Out of the 39 lots, Adelfa Properties allegedly owns 16. Consequently, Adelfa allegedly gained P128 million for the road right-of-way, while Brittany Corp., the high-end property arm of listed firm Vista Land, was compensated with P61 million.

Francisco said that Villar used the wrong zonal valuation for the lots developed by Adelfa Properties Inc. The lawyer said the lots were appraised for P13,300 per square meter—way above the P1,000-P4,000 per square meter going price for the lots sold in the same area.

Meanwhile, Sen. Panfilo Lacson suggested an ocular inspection of the realigned C-5 road extension. Villar earlier disputed Madrigal’s allegations to the media by showing them around sites covered by the realigned road extension, which he referred to as two separate projects.

Madrigal said that they would invite around 20 witnesses who would testify to the veracity of the evidence she presented. The witnesses may include Ebdane and other lot owners whose adjacent properties were sold for less.

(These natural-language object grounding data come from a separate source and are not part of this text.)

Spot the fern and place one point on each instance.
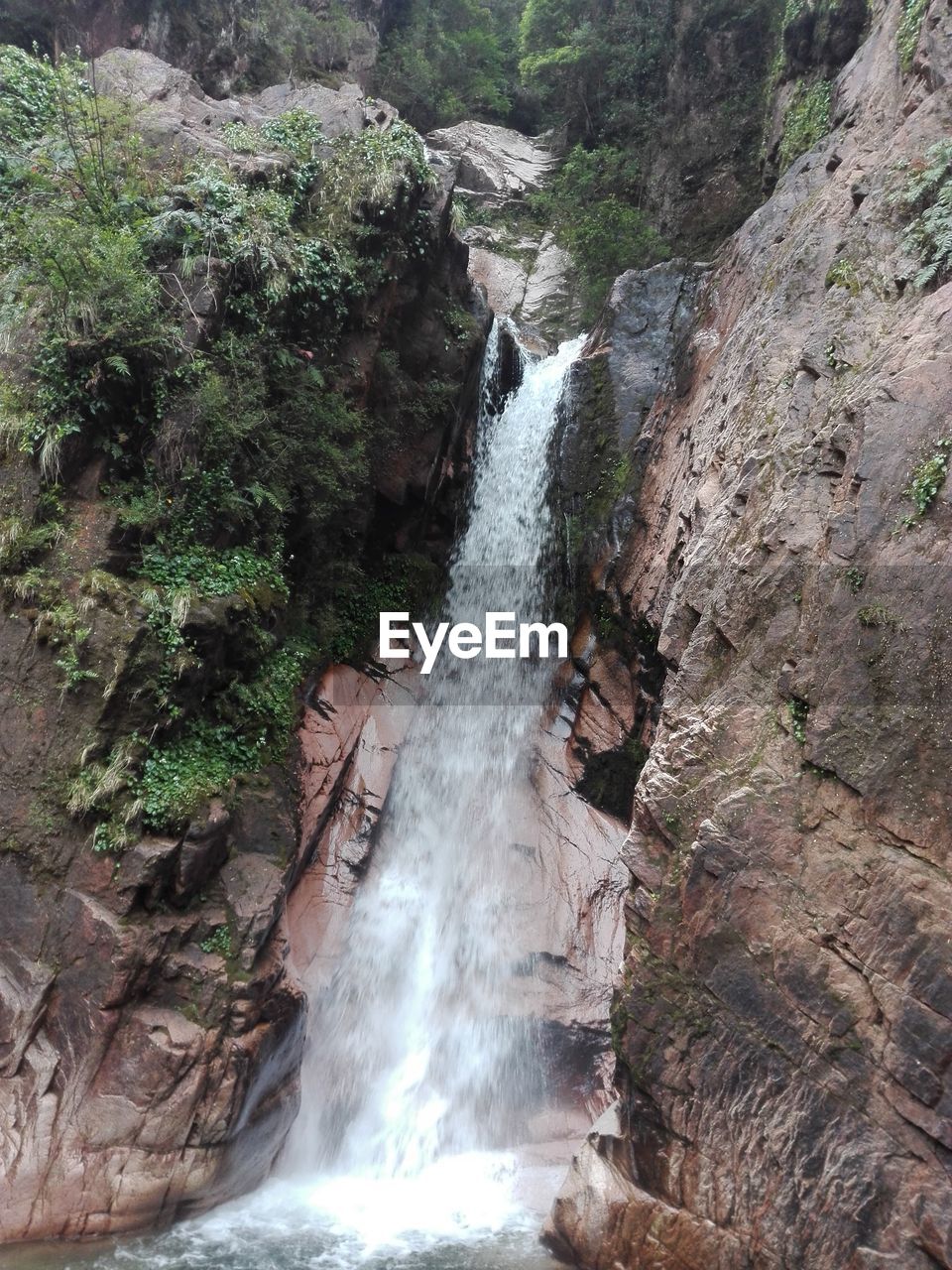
(927, 197)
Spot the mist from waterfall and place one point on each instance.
(413, 1053)
(419, 1065)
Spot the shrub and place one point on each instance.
(907, 35)
(925, 480)
(927, 197)
(589, 206)
(807, 118)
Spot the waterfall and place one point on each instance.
(413, 1053)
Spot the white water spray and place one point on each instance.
(412, 1056)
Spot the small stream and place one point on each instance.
(421, 1069)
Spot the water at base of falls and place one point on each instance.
(460, 1214)
(420, 1074)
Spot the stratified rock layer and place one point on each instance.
(151, 1028)
(783, 1021)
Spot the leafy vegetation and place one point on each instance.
(236, 466)
(843, 273)
(907, 35)
(797, 714)
(806, 121)
(927, 198)
(590, 206)
(925, 480)
(449, 62)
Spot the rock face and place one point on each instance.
(151, 1025)
(222, 44)
(783, 1021)
(526, 276)
(175, 113)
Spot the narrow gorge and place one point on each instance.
(631, 959)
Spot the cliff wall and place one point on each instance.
(783, 1021)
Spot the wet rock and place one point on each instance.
(783, 1100)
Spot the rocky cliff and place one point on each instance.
(150, 1024)
(225, 46)
(783, 1020)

Francisco said that the witnesses would be called to testify after Madrigal finishes her submission of evidence on Thursday.


Villar did not show up at the hearing. Enrile told, however, that he would be given his turn to dispute Madrigal’s testimony—if Villar wants to.

Villar, along with the minority bloc, sought a temporary restraining order from the Supreme Court to stop the proceedings of the committee of the whole. He questioned the rules that it adopted.

The SC did not issue one, however, but instead asked the committee to file a comment before 9a.m. Tuesday.